I. Aquí un nombre dado al Creador, con el que aún no habíamos conocido y es Jehová el Señor.
Jehová - Elohim = un Dios de poder y perfección, un Dios que perfecciona.
Jehová es ese grande incomunicable (independiente, reservado, secreto) nombre de Dios que denota el tener el ser en Sí mismo y el dar el ser (entidad, Ser supremo, posee un alma) a todas las cosas.
(V. 5-6) Además, se toma nota de la producción de plantas y hierbas, porque fueron hechas y destinadas para ser alimento del hombre.
Observa: (V. 5-6) La tierra no produjo sus frutos por sí misma; sino, puramente por el poder omnímodo (Que es absoluto y total) de Dios.
Así también la gracia en el alma, esa planta de renombre, (Gloria, Celebridad), no crece por sí misma en la tierra de la naturaleza, sino que es "obra de las manos misma de Dios."

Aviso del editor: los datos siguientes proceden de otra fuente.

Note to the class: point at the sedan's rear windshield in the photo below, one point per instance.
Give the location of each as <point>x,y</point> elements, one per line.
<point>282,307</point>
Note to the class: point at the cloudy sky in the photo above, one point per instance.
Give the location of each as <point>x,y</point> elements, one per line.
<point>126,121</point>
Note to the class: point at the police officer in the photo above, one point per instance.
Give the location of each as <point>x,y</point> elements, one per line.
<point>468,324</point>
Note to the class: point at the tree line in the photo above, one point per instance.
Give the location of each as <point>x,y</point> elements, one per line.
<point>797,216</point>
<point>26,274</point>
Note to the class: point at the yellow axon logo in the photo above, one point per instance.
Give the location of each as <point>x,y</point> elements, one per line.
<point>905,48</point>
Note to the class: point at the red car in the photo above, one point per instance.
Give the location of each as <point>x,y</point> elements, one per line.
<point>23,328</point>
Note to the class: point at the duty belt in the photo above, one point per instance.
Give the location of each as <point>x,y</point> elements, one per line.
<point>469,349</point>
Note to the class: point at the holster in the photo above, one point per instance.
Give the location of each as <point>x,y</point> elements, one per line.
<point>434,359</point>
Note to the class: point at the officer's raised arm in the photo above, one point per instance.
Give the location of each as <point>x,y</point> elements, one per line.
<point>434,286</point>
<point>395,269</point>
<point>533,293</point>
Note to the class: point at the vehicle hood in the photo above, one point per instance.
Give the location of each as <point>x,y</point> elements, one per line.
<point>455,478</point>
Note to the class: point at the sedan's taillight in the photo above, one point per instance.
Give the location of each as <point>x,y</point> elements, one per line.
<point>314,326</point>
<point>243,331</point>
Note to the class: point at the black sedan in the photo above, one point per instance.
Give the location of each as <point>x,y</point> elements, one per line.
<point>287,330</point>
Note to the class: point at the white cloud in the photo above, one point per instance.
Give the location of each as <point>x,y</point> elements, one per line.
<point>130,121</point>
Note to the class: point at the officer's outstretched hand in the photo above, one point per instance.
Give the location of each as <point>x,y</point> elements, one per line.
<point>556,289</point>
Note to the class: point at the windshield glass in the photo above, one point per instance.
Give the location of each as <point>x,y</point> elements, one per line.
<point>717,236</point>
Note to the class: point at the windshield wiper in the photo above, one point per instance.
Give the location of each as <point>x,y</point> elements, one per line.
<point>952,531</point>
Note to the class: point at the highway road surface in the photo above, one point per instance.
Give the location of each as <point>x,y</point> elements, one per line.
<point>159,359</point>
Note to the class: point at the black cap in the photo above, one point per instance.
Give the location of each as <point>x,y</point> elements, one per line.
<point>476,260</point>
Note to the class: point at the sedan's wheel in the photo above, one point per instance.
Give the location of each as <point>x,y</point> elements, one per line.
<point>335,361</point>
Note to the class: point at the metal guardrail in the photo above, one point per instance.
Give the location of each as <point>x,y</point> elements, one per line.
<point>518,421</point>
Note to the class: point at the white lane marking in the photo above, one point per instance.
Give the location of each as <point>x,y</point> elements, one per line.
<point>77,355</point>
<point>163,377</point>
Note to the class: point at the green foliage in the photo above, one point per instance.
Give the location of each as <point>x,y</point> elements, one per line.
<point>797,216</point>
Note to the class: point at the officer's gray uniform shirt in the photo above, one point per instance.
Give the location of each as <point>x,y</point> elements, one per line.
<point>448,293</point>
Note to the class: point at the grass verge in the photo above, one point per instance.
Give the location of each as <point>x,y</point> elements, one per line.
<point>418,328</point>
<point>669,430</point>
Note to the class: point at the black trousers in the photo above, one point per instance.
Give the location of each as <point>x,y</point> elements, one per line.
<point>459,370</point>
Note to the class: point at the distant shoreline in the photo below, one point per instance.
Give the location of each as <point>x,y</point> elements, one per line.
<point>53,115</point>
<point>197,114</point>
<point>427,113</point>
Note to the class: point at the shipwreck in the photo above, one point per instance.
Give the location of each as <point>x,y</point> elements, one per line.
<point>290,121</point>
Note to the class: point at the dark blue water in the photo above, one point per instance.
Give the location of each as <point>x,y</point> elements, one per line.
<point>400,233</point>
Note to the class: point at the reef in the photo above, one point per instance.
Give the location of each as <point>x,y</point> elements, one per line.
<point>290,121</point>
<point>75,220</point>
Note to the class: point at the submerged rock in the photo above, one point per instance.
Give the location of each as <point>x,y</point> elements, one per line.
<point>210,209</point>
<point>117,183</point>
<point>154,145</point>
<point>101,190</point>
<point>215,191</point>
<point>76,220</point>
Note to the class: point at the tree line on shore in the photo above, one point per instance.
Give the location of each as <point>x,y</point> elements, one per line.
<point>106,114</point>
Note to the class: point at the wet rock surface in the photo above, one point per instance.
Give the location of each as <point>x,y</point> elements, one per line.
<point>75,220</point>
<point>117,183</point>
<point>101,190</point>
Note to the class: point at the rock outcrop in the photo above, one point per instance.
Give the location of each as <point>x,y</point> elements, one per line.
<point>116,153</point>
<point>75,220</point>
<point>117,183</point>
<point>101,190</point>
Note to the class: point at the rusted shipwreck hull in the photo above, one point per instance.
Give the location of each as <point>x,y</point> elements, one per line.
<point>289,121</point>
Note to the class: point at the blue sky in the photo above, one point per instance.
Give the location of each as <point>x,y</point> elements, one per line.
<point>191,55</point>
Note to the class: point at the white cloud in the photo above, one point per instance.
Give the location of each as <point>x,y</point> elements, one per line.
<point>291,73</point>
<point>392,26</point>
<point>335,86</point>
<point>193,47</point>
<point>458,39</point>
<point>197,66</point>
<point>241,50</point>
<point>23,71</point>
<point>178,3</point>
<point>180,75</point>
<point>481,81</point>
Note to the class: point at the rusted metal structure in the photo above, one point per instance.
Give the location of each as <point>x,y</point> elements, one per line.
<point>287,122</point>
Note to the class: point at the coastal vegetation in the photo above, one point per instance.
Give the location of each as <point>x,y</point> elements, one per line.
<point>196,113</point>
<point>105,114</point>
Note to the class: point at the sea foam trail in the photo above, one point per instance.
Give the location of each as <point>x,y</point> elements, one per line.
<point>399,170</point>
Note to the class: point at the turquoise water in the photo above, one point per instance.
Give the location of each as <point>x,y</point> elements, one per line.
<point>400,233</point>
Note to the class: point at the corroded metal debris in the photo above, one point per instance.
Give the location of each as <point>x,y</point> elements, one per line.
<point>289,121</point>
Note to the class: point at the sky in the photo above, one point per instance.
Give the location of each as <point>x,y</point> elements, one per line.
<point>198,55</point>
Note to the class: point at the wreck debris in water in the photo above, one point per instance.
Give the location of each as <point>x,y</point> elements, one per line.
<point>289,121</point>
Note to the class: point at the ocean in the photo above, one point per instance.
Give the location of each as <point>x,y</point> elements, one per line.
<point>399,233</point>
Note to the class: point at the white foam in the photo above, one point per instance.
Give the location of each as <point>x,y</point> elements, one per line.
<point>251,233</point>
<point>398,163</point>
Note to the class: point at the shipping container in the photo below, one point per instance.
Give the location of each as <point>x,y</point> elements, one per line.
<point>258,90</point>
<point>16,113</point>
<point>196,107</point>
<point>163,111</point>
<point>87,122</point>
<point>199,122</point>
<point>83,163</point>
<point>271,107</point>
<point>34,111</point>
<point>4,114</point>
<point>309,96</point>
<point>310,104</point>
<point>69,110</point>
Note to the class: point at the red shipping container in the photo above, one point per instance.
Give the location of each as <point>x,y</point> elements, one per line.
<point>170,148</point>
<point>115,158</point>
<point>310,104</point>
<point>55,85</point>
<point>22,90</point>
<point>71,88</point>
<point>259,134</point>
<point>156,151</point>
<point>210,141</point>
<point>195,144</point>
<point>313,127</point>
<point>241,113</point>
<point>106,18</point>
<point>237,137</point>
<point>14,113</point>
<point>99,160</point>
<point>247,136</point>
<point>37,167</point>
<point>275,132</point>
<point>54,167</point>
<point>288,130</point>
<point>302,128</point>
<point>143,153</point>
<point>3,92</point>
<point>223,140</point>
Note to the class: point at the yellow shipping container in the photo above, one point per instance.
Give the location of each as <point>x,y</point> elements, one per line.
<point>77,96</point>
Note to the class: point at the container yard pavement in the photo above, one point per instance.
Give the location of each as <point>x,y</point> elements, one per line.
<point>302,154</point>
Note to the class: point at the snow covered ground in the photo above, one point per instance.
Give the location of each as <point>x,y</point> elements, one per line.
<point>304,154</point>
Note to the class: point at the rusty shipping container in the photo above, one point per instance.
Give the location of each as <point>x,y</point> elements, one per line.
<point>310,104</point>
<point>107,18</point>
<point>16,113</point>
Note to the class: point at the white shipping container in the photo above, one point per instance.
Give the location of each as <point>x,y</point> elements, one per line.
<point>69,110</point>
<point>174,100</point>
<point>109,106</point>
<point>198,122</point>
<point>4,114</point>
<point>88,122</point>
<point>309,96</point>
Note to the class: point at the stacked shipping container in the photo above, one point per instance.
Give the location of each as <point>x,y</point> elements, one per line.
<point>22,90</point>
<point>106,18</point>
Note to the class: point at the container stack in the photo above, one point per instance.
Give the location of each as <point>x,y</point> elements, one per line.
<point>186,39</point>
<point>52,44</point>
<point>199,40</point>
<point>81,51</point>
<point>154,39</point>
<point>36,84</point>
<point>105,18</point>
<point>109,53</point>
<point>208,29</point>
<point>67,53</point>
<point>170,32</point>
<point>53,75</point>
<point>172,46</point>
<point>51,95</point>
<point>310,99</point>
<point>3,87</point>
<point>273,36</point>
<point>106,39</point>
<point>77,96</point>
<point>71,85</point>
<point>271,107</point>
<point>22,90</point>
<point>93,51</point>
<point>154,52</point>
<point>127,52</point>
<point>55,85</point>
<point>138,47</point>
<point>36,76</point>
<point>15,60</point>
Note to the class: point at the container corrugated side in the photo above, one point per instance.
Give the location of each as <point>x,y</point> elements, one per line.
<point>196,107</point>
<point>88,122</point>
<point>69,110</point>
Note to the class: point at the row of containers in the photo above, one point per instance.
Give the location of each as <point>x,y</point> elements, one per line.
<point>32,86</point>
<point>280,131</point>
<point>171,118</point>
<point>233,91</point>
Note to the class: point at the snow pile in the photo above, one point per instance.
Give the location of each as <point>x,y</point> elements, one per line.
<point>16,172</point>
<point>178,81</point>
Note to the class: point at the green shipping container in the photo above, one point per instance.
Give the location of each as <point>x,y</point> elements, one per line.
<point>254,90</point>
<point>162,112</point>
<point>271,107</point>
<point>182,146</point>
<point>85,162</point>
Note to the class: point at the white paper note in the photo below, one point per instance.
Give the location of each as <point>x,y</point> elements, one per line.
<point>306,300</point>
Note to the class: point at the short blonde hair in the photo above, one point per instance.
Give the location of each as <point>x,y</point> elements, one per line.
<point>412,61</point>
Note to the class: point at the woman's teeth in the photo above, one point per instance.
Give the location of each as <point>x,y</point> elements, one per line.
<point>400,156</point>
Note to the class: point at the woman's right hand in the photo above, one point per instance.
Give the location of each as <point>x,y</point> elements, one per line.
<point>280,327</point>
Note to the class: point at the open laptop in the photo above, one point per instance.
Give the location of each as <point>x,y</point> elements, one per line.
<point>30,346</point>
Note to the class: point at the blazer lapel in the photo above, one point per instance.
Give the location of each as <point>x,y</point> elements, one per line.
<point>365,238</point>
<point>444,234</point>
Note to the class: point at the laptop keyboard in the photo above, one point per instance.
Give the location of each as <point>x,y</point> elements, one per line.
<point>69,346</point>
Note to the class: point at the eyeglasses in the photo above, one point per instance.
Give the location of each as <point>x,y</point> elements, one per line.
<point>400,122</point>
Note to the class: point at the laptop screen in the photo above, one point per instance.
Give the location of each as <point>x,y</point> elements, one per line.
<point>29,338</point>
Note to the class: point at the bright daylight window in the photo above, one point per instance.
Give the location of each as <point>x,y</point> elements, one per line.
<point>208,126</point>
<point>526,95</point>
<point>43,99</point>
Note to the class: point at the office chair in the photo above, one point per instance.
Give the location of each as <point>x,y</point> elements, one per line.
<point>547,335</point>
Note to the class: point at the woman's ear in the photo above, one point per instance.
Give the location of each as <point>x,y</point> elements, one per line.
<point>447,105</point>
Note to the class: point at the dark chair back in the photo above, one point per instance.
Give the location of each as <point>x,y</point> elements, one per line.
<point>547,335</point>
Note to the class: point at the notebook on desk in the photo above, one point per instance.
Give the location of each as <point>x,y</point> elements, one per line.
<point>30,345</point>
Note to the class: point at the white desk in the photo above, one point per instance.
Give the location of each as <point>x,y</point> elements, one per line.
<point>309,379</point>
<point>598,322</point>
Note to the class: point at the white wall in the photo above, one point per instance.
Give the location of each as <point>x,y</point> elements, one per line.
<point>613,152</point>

La lluvia es también un don de Dios; no descendió hasta que Dios hizo llover en la tierra.
De una manera u otra, Dios se va a ocupar de regar las plantas que El mismo ha plantado.
Aunque todavía no había lluvia, Dios hizo que subiera de la tierra un vapor equivalente a una llovizna, para regar con ella toda la faz de la tierra.
(V. 7) El hombre fue hecho del polvo de la tierra, acuérdate no fuiste hecho de oro en polvo, ni de diamante triturado, sino de barro común.
La fabricación de nuestro cuerpo es terrenal y su modelación parecida a la de una vasija de arcilla (Job 10:9).
¿Qué hay pues en nosotros de que podamos enorgullecernos?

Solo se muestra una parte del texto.